Another strong year ahead for later life lending?

Simon Little

Simon Little

The later life lending sector is set for another strong year of growth and innovation.

What do we mean by later life lending? 

For me, this covers all residential mortgage products marketed to over 55s, including retirement interest-only (RIO) mortgages and also equity release plans, such as all lifetime mortgages.

This represents a market that is already in excess of £25bn per annum (£4bn of which is lifetime mortgages).

There are a number of developments which will be behind the growth of the sector in 2019.

Changing consumer attitudes and needs

The consumer is looking for solutions to meet a growing list of needs: a better solution than their current mortgage offer (mortgage prisoners), those interest-only borrowers coming to the end of term with their existing lender; those who need/want to release equity to fund retirement, or spend on family members or carry out home improvements.

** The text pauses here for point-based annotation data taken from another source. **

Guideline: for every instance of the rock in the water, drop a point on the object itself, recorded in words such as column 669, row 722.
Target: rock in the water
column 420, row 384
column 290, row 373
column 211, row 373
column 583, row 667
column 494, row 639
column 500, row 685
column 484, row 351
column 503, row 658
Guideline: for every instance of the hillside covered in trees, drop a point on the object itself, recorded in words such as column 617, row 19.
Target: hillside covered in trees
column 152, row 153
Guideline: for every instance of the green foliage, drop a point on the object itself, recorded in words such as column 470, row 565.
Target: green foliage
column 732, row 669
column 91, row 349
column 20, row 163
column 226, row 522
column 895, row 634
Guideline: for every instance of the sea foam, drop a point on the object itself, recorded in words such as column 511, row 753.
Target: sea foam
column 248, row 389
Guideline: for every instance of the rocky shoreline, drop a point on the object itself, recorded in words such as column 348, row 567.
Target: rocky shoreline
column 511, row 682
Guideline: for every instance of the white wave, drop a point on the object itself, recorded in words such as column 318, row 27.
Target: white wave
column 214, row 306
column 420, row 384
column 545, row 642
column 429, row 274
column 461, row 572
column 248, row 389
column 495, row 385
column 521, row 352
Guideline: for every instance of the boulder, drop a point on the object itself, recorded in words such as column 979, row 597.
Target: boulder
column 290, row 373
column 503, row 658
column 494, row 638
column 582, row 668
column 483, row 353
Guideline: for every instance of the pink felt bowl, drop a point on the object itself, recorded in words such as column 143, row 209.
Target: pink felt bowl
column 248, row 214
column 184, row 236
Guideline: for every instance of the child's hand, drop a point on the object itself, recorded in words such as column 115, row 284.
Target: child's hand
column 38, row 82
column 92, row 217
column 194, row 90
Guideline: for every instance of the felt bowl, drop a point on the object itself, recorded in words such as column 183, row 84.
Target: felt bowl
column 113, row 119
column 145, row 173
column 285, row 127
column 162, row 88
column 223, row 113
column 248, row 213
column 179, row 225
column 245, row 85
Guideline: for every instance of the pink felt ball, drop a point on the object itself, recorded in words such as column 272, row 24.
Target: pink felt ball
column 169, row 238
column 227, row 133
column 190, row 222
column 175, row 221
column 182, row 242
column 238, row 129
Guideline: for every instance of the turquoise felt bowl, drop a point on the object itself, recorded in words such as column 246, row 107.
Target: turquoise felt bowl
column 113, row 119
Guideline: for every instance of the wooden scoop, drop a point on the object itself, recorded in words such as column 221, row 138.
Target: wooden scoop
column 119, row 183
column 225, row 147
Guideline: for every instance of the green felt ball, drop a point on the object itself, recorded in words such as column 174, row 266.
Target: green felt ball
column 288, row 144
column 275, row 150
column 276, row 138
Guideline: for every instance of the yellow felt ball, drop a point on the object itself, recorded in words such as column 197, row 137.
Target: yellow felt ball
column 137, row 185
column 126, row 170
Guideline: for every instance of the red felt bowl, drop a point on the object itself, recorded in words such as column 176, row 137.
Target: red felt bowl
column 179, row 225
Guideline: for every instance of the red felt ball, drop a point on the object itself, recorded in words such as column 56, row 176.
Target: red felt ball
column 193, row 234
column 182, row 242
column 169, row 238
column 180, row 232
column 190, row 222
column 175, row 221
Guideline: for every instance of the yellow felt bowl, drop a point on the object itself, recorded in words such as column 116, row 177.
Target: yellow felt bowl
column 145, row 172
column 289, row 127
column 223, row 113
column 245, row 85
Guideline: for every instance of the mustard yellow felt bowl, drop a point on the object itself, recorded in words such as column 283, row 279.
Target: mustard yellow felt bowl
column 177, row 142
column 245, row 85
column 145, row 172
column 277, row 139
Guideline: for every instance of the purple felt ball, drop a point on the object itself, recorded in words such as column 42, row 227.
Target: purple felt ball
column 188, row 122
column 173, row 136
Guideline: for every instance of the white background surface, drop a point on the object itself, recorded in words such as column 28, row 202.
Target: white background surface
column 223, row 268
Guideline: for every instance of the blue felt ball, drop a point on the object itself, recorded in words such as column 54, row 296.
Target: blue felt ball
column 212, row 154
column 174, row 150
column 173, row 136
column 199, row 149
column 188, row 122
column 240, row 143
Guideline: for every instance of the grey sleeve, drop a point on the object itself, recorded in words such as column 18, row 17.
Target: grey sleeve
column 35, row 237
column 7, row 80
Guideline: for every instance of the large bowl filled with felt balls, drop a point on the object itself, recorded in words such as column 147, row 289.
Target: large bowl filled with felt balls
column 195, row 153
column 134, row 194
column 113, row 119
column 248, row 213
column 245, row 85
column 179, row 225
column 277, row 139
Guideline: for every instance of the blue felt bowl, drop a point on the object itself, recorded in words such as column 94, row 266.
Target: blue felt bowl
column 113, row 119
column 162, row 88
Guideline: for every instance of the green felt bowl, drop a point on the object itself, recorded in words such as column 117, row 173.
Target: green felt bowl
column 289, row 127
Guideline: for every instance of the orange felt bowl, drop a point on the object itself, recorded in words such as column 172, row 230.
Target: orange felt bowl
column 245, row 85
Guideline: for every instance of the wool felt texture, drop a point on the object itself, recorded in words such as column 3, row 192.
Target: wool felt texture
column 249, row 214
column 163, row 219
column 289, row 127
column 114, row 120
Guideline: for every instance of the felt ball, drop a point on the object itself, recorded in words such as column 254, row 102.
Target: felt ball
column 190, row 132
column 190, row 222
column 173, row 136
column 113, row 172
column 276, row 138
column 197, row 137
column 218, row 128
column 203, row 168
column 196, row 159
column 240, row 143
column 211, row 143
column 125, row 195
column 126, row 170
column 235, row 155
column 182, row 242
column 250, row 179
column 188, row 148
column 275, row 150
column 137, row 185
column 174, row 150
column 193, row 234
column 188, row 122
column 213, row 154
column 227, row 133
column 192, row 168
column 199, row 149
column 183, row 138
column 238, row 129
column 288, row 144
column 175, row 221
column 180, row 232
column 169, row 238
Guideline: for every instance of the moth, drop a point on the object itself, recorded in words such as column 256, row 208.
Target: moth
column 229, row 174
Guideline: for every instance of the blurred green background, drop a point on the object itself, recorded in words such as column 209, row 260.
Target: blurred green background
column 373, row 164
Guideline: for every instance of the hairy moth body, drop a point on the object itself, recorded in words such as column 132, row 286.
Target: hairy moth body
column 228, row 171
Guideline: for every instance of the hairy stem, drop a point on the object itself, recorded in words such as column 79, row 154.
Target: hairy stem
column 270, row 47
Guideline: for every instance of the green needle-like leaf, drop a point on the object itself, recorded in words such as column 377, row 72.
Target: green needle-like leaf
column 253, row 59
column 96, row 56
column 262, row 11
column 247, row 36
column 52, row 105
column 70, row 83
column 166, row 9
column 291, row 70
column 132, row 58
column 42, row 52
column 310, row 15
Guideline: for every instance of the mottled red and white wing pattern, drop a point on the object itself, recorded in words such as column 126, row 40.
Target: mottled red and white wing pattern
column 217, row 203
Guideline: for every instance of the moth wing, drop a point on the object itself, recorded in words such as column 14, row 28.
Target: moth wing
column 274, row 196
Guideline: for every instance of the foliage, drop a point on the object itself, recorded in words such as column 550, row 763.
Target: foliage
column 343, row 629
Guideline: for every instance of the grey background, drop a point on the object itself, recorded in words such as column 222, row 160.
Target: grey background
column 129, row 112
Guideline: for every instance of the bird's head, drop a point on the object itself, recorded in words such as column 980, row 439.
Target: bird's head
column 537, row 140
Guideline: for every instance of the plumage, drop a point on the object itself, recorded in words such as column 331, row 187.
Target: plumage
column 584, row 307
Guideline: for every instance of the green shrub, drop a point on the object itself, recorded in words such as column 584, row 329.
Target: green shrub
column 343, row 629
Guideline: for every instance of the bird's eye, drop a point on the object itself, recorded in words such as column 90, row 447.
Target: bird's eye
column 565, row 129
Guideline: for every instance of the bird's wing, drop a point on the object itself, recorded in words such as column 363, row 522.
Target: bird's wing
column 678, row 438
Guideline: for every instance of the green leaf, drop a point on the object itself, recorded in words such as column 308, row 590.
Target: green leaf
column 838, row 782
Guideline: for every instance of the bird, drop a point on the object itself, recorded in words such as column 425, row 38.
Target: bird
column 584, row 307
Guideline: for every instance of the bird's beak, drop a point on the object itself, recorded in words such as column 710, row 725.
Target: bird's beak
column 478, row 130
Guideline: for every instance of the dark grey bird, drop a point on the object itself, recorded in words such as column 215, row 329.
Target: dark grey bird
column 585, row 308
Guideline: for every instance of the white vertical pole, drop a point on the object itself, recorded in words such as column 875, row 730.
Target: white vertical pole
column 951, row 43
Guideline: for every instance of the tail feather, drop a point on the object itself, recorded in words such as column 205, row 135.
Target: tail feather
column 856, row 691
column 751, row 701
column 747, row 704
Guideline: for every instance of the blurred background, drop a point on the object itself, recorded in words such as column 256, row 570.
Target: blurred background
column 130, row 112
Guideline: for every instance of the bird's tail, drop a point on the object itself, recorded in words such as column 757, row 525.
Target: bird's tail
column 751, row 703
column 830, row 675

The big change will be meeting the needs of Middle Britain, who consider their home as part of their total asset wealth; pensions, savings and property. 

It is this target audience which represents the real opportunities for product providers and advisers alike. It’s where the real growth will come from in the next five to seven years. 

Product innovation

To satisfy Middle Britain’s ever-changing needs, product providers will need to innovate.

The introduction of RIO mortgages has been welcomed by the industry but lending to someone beyond the age of 100 on an interest-only basis should not be exclusive to RIOs.

Lenders need to be bolder and look hard at the consumer needs and aspirations and develop their products accordingly.

It is not about high LTVs, it is about flexible options and processes. Key to this is underwriting.

Lenders need to take a pragmatic view of someone’s pensionable income at the point of application, recognising the changes which are likely to occur e.g. annual indexation, reduced income after the tax-free cash has been taken, what will happen on death where the application is made by joint or multiple applicants.

Clients can only do this if they have thought through the underwriting criteria in detail, thus making it easier for advisers to understand what their criteria is.

Technology will help drive these changes and improve efficiencies.

In the past three years there has been much talk about hybrid lifetime or residential mortgages. This seems to have gone quiet of late, but for those lenders who are brave enough to explore the options they will tap into a rich vein of consumer demand.


Advice is key in this sector. If clients are in their late 50s and make the wrong decision then time is not on their side to unravel things, particularly considering many applicants will be entering into a mortgage which might run for 30 or even 40 years.